Modern 3D graphics APIs such as recent versions of OpenGL use a programmable rendering pipeline. I first learned about the older fixed-function rendering pipeline. I took a course in college on 3D graphics programming that taught lots of theory and an older version of OpenGL. I’ve produced programs that portably run in GLUT on both Macs and Windows. I’ve written an iOS app that uses OpenGL ES 1. Yet I was slow to make the jump to the programmable pipeline versions of OpenGL.
One day I came across Jason L. McKesson’s online book Learning Modern 3D Graphics Programming. After a quick perusal I concluded the book could be a refresher for 3D graphics programming while moving me up to the programmable pipeline. I started reading the book, downloaded the source code, and tried to get it running on my Mac.
I didn’t have much luck. The framework McKesson wrote to isolate his example code from the overhead of displaying a window on screen and interfacing with the operating system seems to be written for Windows first, then ported to Unix like systems (Linux, etc.). It doesn’t “just work” in Xcode on my Mac. I soon found that building McKesson’s framework in Xcode would be a significant effort.
I’m an iOS developer. I want to write OpenGL ES 2 code in iOS apps. Apple’s GLKit in the iOS 5 API serves the same function as McKesson’s framework. I realized any effort put into getting McKesson’s framework to build in Xcode on my Mac would not actually serve my final purpose. Instead I should just use the source code of McKesson’s tutorial programs as guidelines for building iOS apps. For each of McKesson’s example programs I’ll write the equivalent GLKit iOS program.

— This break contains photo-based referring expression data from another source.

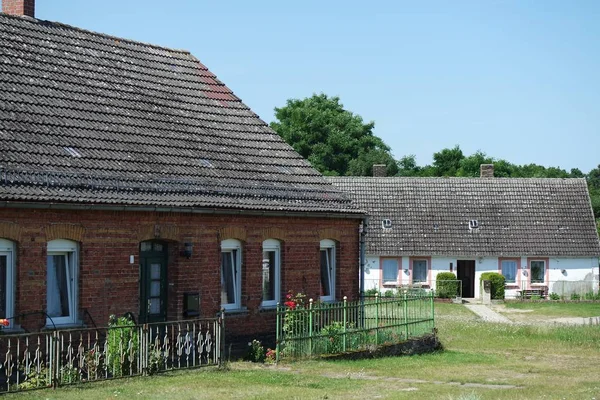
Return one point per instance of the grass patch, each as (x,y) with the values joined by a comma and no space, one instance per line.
(480,361)
(557,309)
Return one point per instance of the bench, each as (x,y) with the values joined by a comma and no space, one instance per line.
(529,293)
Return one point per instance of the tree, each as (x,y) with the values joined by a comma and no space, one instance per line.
(447,161)
(334,140)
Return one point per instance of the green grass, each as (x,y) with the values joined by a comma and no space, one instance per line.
(480,361)
(558,309)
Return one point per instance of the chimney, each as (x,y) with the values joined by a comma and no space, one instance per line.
(379,170)
(486,170)
(19,7)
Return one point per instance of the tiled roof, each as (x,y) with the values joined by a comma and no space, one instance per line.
(516,217)
(90,118)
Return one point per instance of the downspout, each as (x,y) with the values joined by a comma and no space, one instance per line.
(363,255)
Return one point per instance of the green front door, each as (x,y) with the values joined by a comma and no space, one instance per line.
(153,282)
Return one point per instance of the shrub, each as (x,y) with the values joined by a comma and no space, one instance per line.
(446,285)
(497,281)
(255,352)
(122,342)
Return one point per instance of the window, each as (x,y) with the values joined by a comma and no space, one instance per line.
(271,266)
(231,274)
(7,279)
(538,271)
(62,265)
(509,270)
(389,271)
(419,271)
(327,270)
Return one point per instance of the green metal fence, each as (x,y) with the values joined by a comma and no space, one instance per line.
(332,328)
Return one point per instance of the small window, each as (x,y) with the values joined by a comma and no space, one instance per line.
(509,270)
(419,271)
(538,271)
(327,270)
(62,282)
(231,274)
(390,270)
(7,280)
(271,267)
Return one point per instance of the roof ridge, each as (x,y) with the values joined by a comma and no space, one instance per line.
(94,33)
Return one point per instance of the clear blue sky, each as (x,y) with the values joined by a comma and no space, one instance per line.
(519,80)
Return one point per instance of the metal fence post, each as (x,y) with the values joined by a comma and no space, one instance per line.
(310,326)
(222,336)
(345,320)
(405,299)
(432,313)
(277,330)
(376,318)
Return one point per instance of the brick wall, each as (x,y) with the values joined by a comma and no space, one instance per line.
(109,283)
(19,7)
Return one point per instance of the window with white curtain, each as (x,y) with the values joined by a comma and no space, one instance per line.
(327,270)
(7,280)
(231,274)
(390,270)
(509,270)
(62,289)
(271,269)
(419,271)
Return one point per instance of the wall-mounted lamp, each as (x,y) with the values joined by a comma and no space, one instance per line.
(187,250)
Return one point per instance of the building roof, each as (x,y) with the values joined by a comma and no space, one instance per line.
(515,216)
(93,119)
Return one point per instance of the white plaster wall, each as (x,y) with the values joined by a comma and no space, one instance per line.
(575,269)
(372,272)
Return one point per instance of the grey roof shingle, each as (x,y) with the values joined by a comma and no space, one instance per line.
(517,216)
(90,118)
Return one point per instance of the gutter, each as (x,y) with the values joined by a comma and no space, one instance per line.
(188,210)
(363,255)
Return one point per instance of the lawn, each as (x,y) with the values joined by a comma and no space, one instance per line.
(556,309)
(480,361)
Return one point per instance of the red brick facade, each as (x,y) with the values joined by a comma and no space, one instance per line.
(109,283)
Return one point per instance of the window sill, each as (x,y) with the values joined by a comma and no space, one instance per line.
(237,311)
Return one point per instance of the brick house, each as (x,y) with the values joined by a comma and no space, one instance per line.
(539,233)
(133,180)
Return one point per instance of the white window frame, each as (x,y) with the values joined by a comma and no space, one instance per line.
(274,246)
(543,281)
(326,245)
(7,249)
(426,281)
(387,281)
(516,270)
(69,249)
(233,248)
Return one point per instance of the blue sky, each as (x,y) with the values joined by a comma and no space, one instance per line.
(519,80)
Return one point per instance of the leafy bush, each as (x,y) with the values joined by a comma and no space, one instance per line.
(122,342)
(446,285)
(575,296)
(255,352)
(498,281)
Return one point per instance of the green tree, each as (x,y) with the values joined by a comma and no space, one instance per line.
(447,161)
(334,140)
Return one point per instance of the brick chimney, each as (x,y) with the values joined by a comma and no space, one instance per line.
(19,7)
(486,170)
(379,170)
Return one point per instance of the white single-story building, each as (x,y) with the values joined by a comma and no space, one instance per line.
(538,233)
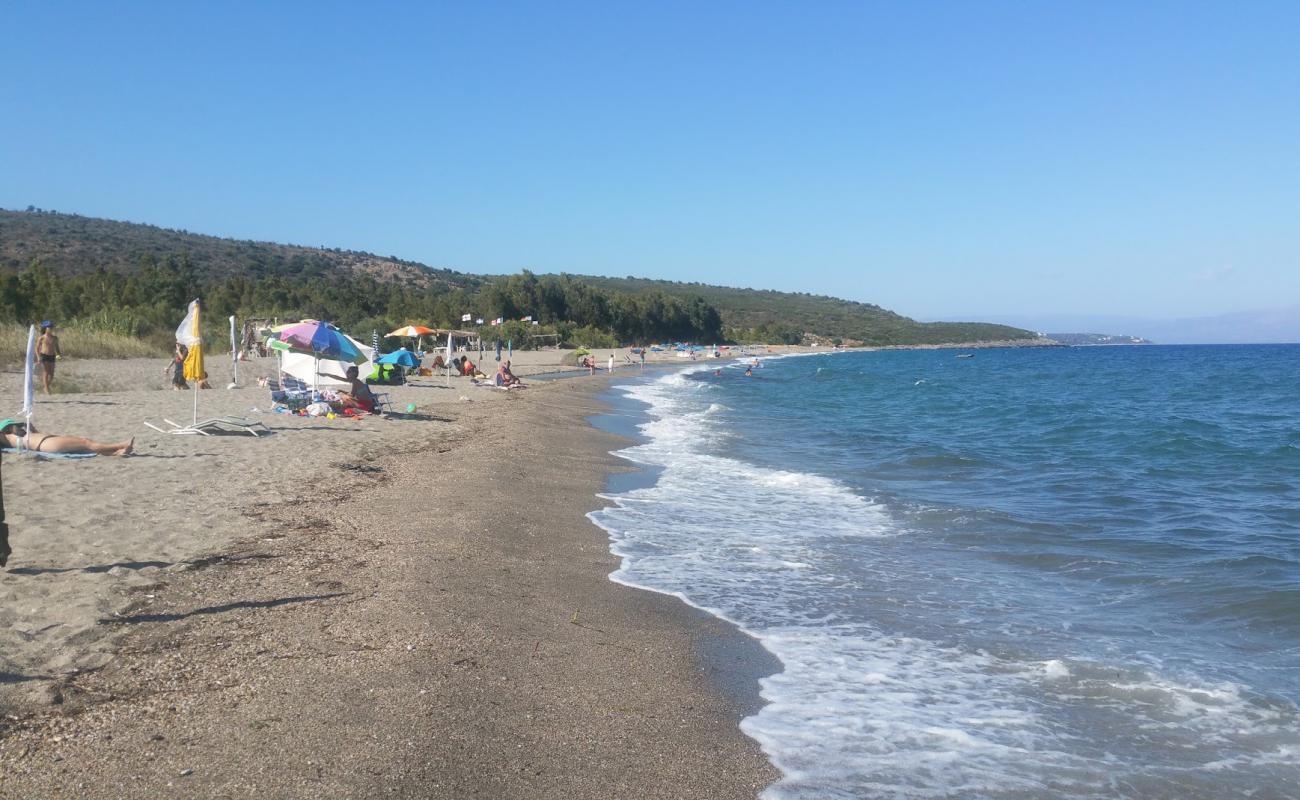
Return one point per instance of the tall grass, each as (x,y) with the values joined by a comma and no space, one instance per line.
(76,341)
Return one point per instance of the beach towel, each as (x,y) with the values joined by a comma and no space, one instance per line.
(50,455)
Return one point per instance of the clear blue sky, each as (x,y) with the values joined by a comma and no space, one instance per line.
(940,159)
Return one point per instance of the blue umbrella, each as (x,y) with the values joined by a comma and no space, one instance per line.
(402,358)
(321,340)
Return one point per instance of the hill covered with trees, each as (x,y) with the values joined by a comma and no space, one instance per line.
(135,280)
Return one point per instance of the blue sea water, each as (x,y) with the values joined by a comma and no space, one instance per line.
(1034,573)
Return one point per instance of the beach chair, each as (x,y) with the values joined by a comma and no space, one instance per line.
(216,426)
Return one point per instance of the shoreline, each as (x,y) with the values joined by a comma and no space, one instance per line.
(442,627)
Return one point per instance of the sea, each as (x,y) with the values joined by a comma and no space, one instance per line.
(1006,573)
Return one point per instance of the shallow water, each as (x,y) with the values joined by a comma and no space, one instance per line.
(1067,573)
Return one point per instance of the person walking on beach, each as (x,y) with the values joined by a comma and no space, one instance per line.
(47,353)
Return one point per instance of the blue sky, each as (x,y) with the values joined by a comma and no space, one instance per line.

When I started this project McKesson’s book was a work in progress. Now, a few years later, McKesson appears to have abandoned his project, as the book is no longer on line. As far as I can tell the project was never completed.
When I wrote my example programes I decided to share my efforts. As I made my way through the tutorials in this book I wrote up a description of how my programs differ from the originals. My blog posts built on McKesson’s book, covering merely the differences between his example programs and my iOS versions. I published my work to Bitbucket.
I came back to the project today, thinking I’d give it a little love, updating the projects for iOS 8, maybe even porting them to Metal as practice. Yet, my willingness to give this project any more effort evaporated when I saw that McKesson hasn’t progressed the book in years. I’ve removed my project from Bitbucket.
Instead I think I’ve found something more interesting, The Book of Shaders by by Patricio Gonzalez Vivo. Maybe I’ll make iOS example programs from that book using Metal.